Connie Britton credited as playing...
- Nikki: [on the phone] No, mom, I'm not a lesbian. What? No, mom! I'm not a lesbian! I sleep with men. I sleep with lots of men. I'm a slut for God's sake!
- Mike: Anybody read this? Bingo died.
- Karen: Ohh! Who's Bingo?
- Mike: Only the city's most decorated police dog.
- Nikki: Oh, yeah, right. He pulled that drowning kid out of the reservoir.
- James: And didn't he sniff out 10 kilos of cocaine at La Guardia?
- Mike: Yeah. Poor little guy didn't sleep for weeks after that.
- Mike: Why don't you like me anymore?
- Nikki: I don't want to talk to you about this. You're just going to confuse me. You're too charming, you're too smart, you're too clever.
- Mike: I can change.
- Nikki: [on the phone] I'm sorry I scared you mother. It was a simple, run-of-the-mill orgasm.
- [On erections]
- Nikki: Can't you guys control those things?
- Stuart: Not always.
- Mike: You can scold it, or smack it around a little bit. That only seems to encourage it.
- Nikki: I am fascinated.
- James: Sometimes all it takes is a thought, memory... sometimes all it takes is a slight breeze.

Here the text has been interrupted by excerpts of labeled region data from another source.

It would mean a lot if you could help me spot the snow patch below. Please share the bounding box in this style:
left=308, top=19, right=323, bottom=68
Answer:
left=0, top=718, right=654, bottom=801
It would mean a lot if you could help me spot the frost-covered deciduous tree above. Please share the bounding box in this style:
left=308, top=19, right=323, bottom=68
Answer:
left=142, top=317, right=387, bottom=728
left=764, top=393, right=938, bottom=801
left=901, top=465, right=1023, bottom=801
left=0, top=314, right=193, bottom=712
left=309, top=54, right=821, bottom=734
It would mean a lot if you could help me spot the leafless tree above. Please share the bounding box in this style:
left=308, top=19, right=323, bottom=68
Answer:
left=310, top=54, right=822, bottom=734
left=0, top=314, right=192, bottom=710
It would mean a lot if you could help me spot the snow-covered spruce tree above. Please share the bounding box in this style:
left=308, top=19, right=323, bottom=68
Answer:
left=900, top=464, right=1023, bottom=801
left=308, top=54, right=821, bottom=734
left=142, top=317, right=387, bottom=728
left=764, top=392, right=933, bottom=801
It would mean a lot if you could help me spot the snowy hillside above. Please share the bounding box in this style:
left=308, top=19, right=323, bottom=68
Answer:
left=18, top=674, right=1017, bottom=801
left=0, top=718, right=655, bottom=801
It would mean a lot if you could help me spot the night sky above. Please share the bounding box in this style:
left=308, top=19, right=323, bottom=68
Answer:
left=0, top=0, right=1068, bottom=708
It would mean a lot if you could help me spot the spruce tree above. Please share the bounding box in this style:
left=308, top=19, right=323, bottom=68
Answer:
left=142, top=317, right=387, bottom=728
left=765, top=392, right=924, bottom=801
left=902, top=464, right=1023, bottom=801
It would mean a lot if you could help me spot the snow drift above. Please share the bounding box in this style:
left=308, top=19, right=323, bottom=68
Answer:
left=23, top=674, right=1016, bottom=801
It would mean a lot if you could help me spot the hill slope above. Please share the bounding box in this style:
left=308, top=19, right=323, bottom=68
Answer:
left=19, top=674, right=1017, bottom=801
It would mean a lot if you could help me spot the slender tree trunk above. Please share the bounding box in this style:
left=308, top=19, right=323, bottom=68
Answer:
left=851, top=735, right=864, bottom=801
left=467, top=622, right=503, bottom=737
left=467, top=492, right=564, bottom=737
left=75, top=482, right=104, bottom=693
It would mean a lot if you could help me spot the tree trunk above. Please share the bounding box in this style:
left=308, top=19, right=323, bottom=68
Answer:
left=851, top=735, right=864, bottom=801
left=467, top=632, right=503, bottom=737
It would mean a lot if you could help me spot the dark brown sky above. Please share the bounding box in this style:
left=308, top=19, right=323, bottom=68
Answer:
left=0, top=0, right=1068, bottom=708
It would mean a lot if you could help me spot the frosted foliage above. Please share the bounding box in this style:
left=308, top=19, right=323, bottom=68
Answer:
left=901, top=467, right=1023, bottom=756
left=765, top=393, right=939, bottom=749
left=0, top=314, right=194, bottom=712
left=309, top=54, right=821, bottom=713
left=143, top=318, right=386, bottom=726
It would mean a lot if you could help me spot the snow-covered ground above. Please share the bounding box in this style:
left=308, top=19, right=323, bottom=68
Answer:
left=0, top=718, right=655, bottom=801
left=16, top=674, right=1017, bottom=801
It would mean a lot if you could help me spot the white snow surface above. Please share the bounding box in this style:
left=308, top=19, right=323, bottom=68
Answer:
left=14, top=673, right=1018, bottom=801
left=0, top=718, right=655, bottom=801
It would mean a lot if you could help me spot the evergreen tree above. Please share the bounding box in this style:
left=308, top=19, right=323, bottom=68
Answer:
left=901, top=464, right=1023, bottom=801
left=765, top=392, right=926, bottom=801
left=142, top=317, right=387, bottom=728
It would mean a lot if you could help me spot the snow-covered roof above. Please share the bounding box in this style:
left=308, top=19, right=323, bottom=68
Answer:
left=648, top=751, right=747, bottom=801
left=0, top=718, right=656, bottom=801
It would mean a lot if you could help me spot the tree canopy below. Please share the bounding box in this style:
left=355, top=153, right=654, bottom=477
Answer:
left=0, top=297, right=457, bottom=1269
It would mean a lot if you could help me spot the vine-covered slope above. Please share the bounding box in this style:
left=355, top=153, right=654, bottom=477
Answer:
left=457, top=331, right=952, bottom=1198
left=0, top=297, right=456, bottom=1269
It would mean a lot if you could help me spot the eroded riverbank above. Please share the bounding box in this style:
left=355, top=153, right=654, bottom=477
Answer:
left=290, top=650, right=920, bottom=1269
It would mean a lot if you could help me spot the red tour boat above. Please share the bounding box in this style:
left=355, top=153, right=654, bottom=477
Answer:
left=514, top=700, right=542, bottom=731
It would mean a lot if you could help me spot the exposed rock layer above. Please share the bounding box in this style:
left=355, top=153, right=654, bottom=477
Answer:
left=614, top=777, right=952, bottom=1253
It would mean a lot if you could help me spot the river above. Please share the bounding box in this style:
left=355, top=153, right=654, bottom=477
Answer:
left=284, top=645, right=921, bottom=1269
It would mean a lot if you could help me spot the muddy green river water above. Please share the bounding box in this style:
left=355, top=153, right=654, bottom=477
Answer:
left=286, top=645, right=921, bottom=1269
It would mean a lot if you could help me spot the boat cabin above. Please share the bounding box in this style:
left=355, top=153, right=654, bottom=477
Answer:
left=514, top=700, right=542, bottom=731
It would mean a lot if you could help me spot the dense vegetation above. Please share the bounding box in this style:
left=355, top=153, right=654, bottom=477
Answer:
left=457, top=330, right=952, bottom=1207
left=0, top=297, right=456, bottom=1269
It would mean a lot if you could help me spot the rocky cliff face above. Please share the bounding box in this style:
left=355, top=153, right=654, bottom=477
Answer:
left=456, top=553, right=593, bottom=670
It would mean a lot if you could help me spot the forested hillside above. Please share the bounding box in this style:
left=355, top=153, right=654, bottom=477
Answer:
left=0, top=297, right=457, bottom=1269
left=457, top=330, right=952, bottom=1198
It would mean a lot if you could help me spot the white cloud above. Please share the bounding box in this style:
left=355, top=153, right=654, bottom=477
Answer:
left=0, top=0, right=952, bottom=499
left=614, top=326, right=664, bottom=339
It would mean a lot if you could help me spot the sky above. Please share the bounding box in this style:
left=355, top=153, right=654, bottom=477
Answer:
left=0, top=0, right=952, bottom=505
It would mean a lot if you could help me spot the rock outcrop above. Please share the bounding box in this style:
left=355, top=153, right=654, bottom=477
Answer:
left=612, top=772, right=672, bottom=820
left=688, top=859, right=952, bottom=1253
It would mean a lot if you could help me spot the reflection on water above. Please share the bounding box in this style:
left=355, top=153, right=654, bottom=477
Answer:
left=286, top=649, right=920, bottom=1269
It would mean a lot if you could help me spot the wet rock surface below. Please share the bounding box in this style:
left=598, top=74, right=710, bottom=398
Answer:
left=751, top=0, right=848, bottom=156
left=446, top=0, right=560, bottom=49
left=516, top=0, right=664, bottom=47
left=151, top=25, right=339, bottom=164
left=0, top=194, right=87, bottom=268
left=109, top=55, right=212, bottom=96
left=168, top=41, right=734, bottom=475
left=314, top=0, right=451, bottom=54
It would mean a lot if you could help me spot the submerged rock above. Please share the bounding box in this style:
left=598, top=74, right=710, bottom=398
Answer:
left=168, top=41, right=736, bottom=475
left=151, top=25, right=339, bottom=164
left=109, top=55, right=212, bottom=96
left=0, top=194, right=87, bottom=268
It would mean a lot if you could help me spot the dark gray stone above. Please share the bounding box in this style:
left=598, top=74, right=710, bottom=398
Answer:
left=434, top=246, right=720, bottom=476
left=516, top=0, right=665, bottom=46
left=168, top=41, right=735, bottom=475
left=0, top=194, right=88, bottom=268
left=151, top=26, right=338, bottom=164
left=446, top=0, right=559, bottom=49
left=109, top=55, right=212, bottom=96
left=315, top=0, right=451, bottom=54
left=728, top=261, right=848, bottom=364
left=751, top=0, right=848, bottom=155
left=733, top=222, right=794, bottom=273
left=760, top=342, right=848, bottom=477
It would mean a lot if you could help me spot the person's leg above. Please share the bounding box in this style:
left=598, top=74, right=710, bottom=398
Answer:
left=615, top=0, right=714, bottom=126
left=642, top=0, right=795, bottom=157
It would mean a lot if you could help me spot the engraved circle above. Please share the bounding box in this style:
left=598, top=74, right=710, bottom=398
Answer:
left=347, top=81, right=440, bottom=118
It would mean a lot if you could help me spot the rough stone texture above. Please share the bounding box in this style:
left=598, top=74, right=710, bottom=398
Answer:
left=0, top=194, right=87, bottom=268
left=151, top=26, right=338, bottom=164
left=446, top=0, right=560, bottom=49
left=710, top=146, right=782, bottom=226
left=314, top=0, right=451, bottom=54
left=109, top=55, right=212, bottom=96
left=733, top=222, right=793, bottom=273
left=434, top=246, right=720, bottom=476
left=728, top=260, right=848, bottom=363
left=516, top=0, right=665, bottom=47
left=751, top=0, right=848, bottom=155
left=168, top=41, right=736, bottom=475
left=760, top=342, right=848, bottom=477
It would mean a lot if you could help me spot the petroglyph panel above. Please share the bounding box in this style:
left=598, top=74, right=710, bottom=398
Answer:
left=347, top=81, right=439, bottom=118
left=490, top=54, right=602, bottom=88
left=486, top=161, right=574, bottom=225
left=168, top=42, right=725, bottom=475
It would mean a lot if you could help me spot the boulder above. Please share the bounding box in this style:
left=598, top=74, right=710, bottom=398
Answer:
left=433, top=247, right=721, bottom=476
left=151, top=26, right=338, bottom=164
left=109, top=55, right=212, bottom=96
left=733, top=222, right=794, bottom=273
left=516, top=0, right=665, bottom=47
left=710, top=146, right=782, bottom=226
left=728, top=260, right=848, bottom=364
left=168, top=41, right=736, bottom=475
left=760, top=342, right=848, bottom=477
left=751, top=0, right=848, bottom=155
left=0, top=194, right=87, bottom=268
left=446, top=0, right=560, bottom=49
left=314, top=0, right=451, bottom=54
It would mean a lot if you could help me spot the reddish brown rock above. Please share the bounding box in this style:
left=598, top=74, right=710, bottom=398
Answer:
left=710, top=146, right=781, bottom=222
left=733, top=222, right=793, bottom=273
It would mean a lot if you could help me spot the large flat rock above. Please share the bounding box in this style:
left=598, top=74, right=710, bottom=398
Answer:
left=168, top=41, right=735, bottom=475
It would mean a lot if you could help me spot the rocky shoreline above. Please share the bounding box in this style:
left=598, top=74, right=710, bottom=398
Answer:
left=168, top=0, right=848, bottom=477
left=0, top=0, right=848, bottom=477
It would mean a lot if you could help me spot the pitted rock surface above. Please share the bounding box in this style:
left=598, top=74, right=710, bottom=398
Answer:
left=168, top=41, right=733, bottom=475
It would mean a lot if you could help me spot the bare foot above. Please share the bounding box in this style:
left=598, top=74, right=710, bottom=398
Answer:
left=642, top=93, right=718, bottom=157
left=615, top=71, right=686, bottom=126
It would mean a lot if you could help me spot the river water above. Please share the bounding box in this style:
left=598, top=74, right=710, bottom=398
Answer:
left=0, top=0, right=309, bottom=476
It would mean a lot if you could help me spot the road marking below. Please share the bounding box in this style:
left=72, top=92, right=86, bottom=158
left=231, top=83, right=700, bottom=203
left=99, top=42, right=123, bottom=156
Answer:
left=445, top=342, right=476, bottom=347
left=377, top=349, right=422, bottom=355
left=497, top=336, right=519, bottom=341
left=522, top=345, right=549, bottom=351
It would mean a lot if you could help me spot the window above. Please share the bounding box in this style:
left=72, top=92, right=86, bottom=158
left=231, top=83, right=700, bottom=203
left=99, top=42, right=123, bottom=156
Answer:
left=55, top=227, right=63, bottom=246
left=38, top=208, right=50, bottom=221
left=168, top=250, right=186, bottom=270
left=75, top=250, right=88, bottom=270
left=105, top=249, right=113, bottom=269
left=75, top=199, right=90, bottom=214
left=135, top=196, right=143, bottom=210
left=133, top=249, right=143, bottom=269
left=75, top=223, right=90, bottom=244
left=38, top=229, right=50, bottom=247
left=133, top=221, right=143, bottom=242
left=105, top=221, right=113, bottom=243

- Nikki: Oh, Stuart, one day you're going to make some woman very, very unhappy.
- [why Mike's not interested in kissing her after she is 2 hours late home]
- Mike: By 9.30, well, something had built up. Let's call it... tension. And you know me... I'm a problem solver!
- Nikki: Oh... Mike!
- Stuart: Nice dress Nikki. Who are you gonna meet - Felicity?
- Nikki: You actually watch Felicity?
- Stuart: Not since she cut her hair.